Associated Press reported that fortunately, the self-inflicted wound is not going to leave a deep scar on an economy that is otherwise looking pretty good. It is a fiscal speed-bump on the road to economic recovery, which is why the stock market is nearing an all-time high despite Washington’s latest display of legislative paralysis.

That is a marked change from the past two years, when budget battles rattled consumer and business confidence and triggered big selloffs.

“Businesses and consumers have begun to look away from the histrionics and the battles going on in Washington,” says Bernard Baumohl, chief global economist at the Economic Outlook Group. “They’re beginning to realise that organic growth in the private economy is beginning to pick up speed.”

From Wall Street to Main Street, Americans are too busy spending, hiring and investing to panic over Washington’s latest budgetary melodrama.

They’ve seen this movie before. And this time, the ending doesn’t scare them.

Even with Friday’s trigger date for the cuts drawing near, Americans have been pouring money into the stock market. The Dow Jones industrial average has jumped nearly eight per cent this year and is approaching a record high.

Consumers are also growing more confident. And last month, orders for US factory goods that reflect companies’ investment plans surged by the most in more than a year. It showed that more businesses have become more upbeat about their prospects.

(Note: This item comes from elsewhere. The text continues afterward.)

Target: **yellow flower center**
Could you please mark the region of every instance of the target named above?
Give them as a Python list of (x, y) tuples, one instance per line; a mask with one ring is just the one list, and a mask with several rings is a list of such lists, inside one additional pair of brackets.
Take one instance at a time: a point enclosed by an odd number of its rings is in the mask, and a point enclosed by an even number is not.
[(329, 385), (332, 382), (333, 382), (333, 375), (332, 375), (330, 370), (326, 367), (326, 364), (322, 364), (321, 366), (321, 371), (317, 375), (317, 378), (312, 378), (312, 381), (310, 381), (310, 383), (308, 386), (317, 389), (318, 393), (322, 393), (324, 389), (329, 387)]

Only 27 per cent of Americans surveyed for a Pew Research Center/USA Today poll last week said they had heard a lot about the looming spending cuts. And according to a Washington Post poll conducted late last month, less than a third of Americans said they thought the cuts would have a big impact on their own finances.

The stakes are not nearly as high as they were two months ago, when lawmakers engaged in a budget standoff over the so-called fiscal cliff. Economists had warned that the cliff’s tax increases and spending cuts would send the economy back into recession if they remained in place for much of 2013.

By contrast, no one is talking about a recession this time, no matter what Congress does or doesn’t do. The financial squeeze will be milder. And it will be delayed.

For one thing, the cuts are smaller than they seem: Actual spending will likely drop $44bn in the budget year that ends September 30, according to the Congressional Budget. That’s only slightly more than one per cent of federal spending.

Of that, about 80 per cent will come from discretionary programs, which includes everything from environmental protection to defense spending. The rest will come from Medicare and other entitlement programs.

Federal agencies must give workers a month’s notice before imposing furloughs, which will likely force many to take one day a week of unpaid leave indefinitely. So the pay and spending power of government workers and many contractors won’t be affected until April at the earliest.

Perhaps more important, the delay gives lawmakers time to seek a deal that might retroactively reverse the spending cuts before they could do much damage to the economy.